Traditional Chinese Medicine (TCM) relates each season to an organ system.  The summer is associated with the heart system, autumn is associated with the lung system, in the winter it’s the kidneys, and in spring it’s the liver.  (There’s also a “late summer” season that relates to the spleen system.) The climates typical of each season can greatly impact the organ system related to that season.  That is to say, the liver system is most vulnerable during the spring.

What happens in spring?  It’s a season of birth, sprouting, and growth.  The days are longer, and the temperatures are warmer.  According to TCM, green is the color associated with spring and the liver system.  The roots of Chinese medical theory are based on patterns in nature.

Think of a tree.  When it grows, it reaches upwards and outwards.  It will grow in this way until something stops or constrains its reach.  Healthy trees are those that get ample sunshine, water, and are free to grow without obstruction.

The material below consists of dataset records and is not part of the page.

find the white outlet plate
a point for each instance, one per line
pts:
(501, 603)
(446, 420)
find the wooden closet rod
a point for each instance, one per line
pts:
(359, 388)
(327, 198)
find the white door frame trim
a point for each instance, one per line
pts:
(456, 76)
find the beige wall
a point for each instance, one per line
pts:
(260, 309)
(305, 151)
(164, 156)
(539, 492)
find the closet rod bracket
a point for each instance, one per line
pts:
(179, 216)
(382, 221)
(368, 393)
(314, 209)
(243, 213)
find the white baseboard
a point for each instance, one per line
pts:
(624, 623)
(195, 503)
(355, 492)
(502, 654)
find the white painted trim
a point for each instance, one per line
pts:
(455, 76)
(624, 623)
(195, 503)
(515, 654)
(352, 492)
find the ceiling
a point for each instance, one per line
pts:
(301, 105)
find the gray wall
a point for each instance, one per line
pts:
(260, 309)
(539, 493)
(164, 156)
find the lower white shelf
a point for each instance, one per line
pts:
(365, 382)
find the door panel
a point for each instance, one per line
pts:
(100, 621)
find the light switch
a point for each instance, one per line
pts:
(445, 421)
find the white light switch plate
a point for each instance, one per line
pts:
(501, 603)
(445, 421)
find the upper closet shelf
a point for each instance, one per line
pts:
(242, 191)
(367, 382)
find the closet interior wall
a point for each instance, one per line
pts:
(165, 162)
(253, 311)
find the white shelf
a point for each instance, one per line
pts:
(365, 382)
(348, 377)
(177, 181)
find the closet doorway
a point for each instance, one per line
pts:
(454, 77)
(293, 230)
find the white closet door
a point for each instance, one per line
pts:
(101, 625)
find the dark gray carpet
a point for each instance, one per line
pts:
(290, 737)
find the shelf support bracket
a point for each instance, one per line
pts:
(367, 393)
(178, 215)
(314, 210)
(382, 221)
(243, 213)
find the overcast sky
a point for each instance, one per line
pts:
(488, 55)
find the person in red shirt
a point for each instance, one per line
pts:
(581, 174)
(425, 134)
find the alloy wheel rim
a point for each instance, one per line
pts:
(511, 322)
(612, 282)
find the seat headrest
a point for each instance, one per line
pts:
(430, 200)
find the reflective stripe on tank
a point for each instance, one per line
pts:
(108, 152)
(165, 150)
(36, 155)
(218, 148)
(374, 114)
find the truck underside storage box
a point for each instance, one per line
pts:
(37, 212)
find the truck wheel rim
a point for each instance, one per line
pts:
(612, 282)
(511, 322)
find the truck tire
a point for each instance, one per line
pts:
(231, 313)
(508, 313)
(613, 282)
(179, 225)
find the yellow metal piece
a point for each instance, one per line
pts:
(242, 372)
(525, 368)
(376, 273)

The liver system is in charge of the free coursing of qi throughout the body.  It’s the role of the liver system to promote qi to all limbs and body tissues.  When qi flows unobstructed, blood also flows, emotions are in balance, and there is no pain.  Several factors can hinder the liver system’s job of promoting qi flow.  Emotional constraint, hard to digest foods, cold or damp evils, a blood or yin deficiency, and individual constitutional tendencies can impact and impede qi flow.

Signs and symptoms of constrained liver qi include:  irritability, anger, rib side pain, sighing, gas/belching, fatigue, pain or symptoms that are worse with stress and strong emotions, a wiry pulse, and premenstrual symptoms and irregular menstrual cycles in women.

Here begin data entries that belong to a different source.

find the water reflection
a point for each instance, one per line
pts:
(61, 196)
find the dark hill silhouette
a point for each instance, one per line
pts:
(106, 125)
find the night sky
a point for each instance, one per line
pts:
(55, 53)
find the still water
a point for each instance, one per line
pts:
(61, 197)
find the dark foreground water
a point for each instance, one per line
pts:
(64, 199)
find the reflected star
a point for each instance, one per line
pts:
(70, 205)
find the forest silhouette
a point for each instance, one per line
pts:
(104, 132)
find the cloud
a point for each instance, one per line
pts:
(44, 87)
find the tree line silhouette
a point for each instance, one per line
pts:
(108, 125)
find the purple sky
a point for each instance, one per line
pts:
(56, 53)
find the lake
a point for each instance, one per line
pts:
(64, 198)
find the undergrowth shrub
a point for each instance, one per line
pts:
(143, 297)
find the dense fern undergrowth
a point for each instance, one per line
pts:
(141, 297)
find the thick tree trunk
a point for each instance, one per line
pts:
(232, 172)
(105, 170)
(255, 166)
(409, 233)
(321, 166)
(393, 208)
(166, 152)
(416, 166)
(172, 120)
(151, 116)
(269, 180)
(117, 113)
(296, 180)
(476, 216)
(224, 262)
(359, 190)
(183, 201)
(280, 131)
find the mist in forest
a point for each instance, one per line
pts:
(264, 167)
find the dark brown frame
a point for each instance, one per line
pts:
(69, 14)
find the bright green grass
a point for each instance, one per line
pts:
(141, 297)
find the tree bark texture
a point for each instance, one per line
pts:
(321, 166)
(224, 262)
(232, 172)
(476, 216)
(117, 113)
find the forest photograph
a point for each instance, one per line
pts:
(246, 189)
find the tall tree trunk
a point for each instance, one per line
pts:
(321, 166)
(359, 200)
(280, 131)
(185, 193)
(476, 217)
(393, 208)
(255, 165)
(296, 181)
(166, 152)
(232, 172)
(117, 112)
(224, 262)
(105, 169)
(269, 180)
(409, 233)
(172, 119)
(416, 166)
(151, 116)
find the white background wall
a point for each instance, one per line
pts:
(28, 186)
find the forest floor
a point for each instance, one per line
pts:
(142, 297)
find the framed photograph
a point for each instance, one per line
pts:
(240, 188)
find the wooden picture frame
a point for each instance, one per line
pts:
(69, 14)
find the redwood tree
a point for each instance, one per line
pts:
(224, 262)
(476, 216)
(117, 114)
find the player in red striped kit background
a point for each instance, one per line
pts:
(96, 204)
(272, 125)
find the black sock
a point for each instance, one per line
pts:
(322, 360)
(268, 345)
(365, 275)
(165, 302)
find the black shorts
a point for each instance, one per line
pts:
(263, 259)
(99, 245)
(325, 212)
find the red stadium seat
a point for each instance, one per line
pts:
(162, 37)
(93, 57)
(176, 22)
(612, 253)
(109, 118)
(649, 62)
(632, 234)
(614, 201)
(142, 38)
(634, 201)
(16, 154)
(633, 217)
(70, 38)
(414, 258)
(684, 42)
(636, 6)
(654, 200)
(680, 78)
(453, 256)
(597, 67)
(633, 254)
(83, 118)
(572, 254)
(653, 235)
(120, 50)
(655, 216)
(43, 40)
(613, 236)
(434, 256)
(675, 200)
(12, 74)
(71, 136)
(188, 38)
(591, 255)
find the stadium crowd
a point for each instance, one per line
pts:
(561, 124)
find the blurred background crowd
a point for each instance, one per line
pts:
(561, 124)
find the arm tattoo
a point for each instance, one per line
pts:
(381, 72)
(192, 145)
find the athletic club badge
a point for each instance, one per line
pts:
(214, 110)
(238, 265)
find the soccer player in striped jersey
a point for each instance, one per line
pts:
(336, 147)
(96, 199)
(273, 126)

During spring, the liver system is most vulnerable, so care must be taken to keep the liver soft and supple, allowing qi to flow freely and unobstructed.  Therefore, living in accordance with the seasons includes utilizing the extra daylight and warmer air to be more active.  Exercise greatly promotes the flow of liver qi, releases emotional constraint, helps to regulate menses, and can alleviate many symptoms including pain.

Look at the budding nature around you and recognize your own need to grow and move unimpeded.  If you don’t currently exercise, try starting with simple walking and stretching.  One should exercise at least 30 minutes a day, 3 days a week.  In my opinion, this is a bare minimum.  Depending on your daily lifestyle, more physical activity is likely recommended.  Don’t forget to take the stairs, walk the metro escalator, and stretch/do yoga or strength training while watching tv.  It all adds up.

Once we start to feel our bodies, there’s inspiration to keep moving and condition them.  After time, your body will recognize that pent up qi and crave exercise to help release the constraint and promote qi flow.  It’s a process, and building on small baby steps is the best way to incorporate exercise into a lifelong practice.